The black cat picked up on something instantly. It knew Dumbledore had been here before.
The headmaster had just reminded it that it could shape the dream. So had Dumbledore already used that function himself?
The black cat refused to keep pulling that thread. It understood too clearly how false, fleeting happiness could carve wounds into people who survived by scraping through days of humiliation.
"Headmaster Dumbledore… I need to go through two seven-hour stretches before time reaches the edge of dawn. Is there any way to shorten that process?" the black cat asked, standing atop a fog-clump.
"There's no way," Dumbledore said with a smile. When he saw the cat's ears droop, he continued, "Unless—"
"Unless what?" the cat demanded at once.
"If you have a friend who has just arrived in the Interstice… and if they love you, then perhaps you can find a path leading to them. You know—souls gather…." Dumbledore winked.
It was only an interesting guess.
The adventure after death was far more vivid than they imagined, and the Interstice far more vast. Souls that had just arrived could vanish in no time at all—never mind finding the souls the seeker wanted, among the ones they might be with.
"Would a ghost work?" the black cat asked, unexpectedly.
"A ghost?" Dumbledore chuckled—perhaps because he was in the Interstice; he was "more honest" here than at Hogwarts.
"A ghost lady who just arrived in the Interstice," the black cat said seriously.
"All right, a ghost. Then, Mr. Black Cat Who Governs Good Luck… take a look at the fog around you—" Dumbledore's smile stiffened slightly.
The black cat froze. At the headmaster's teasing, its tail flicked irritably.
"Issolt Sayre… She said she has wandering family waiting for her," the cat said. Then it began rummaging through its clumps, and finally spotted one in the corner—small, but with an unusually thick fog-thread.
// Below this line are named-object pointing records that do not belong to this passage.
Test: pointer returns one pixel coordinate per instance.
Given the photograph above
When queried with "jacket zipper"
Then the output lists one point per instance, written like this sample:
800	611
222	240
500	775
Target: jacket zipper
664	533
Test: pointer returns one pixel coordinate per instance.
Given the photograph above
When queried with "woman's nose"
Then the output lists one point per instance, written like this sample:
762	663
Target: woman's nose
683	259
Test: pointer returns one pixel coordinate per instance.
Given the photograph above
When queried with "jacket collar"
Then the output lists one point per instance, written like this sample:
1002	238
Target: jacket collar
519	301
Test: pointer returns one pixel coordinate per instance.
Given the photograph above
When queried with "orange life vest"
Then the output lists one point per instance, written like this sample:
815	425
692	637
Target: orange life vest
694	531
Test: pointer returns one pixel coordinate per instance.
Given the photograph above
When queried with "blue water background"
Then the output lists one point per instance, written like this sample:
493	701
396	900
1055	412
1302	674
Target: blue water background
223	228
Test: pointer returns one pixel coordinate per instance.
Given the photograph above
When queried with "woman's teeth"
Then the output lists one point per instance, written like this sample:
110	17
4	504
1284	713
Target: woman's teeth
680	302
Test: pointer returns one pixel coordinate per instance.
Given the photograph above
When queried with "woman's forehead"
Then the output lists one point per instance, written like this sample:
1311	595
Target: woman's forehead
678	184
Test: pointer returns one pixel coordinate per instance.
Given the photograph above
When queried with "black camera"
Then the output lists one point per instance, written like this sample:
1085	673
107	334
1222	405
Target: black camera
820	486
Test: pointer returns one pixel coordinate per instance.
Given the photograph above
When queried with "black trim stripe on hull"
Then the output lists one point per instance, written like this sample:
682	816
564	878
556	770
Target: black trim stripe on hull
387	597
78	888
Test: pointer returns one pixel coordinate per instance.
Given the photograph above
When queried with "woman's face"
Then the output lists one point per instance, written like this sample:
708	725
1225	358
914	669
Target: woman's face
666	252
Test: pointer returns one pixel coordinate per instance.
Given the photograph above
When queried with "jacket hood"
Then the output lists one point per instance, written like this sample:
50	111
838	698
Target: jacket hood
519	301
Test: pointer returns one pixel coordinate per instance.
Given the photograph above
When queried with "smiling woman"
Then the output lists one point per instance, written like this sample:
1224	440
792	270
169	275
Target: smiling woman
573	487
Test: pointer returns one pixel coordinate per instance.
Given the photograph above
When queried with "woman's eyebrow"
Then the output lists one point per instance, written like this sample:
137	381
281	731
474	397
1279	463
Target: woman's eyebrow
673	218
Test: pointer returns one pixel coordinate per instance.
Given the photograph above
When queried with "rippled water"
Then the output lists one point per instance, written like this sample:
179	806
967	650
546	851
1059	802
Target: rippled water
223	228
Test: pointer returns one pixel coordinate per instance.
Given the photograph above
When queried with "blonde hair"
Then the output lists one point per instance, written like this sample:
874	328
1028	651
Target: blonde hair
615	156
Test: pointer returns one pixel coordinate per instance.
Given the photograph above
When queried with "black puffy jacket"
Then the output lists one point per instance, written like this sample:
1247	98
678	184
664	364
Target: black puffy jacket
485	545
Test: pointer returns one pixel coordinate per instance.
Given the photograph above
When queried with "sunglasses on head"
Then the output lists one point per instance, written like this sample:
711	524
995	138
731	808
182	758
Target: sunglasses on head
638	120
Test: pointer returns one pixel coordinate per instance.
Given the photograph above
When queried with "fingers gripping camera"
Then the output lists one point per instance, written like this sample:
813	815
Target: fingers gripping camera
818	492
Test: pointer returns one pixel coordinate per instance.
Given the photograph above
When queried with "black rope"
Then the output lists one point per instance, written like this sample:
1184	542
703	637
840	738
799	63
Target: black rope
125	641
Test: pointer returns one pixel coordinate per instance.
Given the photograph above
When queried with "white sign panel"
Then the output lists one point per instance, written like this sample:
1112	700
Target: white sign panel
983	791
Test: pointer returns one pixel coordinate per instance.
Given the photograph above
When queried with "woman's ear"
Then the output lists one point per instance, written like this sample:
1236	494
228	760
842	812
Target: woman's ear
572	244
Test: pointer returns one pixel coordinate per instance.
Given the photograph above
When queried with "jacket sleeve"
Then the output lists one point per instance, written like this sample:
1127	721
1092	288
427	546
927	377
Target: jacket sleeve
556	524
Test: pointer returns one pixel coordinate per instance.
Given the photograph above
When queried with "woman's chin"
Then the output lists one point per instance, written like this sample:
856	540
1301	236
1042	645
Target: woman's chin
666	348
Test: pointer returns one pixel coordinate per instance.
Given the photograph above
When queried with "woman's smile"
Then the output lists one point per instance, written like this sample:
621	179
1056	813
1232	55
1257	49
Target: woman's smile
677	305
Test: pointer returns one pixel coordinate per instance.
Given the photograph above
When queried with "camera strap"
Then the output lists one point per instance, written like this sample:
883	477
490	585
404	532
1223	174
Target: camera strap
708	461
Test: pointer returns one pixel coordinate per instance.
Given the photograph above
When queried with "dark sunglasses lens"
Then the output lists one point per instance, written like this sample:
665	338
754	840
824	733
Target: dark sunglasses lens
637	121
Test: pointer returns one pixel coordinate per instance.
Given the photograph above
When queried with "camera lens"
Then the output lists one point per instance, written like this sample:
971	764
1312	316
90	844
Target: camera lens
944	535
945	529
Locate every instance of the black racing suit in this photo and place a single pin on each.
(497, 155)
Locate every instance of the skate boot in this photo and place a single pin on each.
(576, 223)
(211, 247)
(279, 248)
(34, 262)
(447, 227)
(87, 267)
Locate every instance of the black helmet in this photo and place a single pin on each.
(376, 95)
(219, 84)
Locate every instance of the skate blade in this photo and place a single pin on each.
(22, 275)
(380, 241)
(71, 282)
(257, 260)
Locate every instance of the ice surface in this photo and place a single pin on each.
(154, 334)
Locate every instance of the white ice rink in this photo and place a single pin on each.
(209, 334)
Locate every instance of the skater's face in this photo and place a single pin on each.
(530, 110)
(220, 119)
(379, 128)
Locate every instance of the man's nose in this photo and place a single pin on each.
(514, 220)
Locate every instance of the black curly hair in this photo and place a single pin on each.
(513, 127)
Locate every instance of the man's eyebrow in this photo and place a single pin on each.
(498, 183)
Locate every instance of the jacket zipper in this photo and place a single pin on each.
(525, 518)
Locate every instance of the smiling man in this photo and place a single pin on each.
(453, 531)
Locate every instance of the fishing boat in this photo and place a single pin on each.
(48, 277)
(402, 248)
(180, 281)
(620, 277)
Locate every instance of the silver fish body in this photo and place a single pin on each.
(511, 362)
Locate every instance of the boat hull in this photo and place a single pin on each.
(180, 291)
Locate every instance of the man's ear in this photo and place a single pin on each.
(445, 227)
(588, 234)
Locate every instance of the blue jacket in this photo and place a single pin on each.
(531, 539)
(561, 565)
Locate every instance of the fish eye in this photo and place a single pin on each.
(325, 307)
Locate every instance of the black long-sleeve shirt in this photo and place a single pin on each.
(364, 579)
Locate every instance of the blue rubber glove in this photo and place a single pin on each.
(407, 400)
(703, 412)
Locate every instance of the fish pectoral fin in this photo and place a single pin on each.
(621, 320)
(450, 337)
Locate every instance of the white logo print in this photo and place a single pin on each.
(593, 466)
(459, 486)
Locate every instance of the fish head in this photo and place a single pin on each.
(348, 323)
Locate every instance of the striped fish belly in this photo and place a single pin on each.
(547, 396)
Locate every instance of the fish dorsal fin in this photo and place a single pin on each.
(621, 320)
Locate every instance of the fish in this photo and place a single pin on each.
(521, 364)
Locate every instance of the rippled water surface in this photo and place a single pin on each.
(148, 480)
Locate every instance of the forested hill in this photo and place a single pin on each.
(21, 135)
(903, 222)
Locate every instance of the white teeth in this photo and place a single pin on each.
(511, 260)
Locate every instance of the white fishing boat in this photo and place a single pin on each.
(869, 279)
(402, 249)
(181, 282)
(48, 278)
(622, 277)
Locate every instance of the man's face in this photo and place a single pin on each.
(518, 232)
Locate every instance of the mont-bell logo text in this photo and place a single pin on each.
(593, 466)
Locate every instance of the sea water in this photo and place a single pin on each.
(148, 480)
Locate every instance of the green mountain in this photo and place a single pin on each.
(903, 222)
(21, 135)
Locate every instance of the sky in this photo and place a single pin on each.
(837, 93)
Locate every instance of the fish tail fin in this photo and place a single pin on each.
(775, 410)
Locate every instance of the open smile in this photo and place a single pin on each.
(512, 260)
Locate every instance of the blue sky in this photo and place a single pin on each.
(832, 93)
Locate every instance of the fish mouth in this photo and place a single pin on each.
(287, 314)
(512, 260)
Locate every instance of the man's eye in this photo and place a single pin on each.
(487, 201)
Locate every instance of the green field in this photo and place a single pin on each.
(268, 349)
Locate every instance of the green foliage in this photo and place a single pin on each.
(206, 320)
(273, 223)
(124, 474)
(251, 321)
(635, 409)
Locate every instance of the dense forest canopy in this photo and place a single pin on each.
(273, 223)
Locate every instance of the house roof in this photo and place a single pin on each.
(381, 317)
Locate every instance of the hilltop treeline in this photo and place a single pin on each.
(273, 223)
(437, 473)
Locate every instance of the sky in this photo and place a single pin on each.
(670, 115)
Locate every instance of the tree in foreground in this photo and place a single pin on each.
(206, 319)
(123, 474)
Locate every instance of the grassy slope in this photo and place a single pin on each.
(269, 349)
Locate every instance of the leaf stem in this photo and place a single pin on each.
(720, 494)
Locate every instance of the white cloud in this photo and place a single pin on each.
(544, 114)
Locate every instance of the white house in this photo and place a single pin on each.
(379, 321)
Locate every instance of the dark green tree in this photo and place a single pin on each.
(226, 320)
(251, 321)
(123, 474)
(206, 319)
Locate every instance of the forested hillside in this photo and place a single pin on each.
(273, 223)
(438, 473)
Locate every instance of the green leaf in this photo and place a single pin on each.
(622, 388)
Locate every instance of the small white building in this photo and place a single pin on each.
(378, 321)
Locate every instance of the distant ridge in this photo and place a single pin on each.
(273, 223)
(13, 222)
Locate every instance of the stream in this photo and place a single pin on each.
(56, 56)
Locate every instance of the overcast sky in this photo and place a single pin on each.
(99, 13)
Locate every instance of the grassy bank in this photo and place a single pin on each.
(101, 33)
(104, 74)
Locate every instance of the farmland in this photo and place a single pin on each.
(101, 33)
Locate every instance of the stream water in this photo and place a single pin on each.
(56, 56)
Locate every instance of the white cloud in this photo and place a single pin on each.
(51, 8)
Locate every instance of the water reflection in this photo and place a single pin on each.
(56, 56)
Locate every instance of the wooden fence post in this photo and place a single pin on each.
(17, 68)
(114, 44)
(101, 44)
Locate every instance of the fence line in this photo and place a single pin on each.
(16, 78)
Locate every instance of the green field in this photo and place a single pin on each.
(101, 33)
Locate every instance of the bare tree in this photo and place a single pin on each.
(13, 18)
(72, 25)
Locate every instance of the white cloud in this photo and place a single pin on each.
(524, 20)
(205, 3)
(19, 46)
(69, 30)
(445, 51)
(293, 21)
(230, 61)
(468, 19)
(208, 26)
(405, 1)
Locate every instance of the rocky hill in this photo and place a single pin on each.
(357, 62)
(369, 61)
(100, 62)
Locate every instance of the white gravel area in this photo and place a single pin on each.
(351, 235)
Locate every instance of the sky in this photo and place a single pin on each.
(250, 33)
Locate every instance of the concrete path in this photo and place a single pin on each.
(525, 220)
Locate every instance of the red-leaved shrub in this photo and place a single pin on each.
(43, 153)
It didn't notice the old wizard's face shifting again and again.
"Faster, Sean," Dumbledore said, a trace of panic in him as the fog thickened around them.
"Found it—" the black cat started to look up—
Only to see Dumbledore let out a helpless sigh. "All right, Sean. I've waited decades. I suppose waiting a little longer won't kill me.
What matters is hope. It's more precious than any treasure."
He glanced back one last time, then vanished into the fog.
This time, the black cat saw his dream clearly.
Dumbledore was in a small house. An elderly wizard was directing a hammer, repairing the place. A kindly woman watched him, holding a bright, lively young witch in her arms. Beside her, an impatient-looking wizard offered his Christmas gift—
and Dumbledore slowly accepted that pair of wool socks.
The image flashed by like a soap bubble—touch it, and it burst.
The black cat turned its head. Its tail drooped a little.
It let out a low purr, then continued forward into the endless white Interstice.
One fog-thread drifted beside it, following its movement, guiding its path.
After who knew how long, the black cat slipped agilely through countless dangerous fog-clusters, and at last, the ruined Victorian building was nowhere to be seen.
And right then, it sensed that Issolt Sayre was somewhere nearby.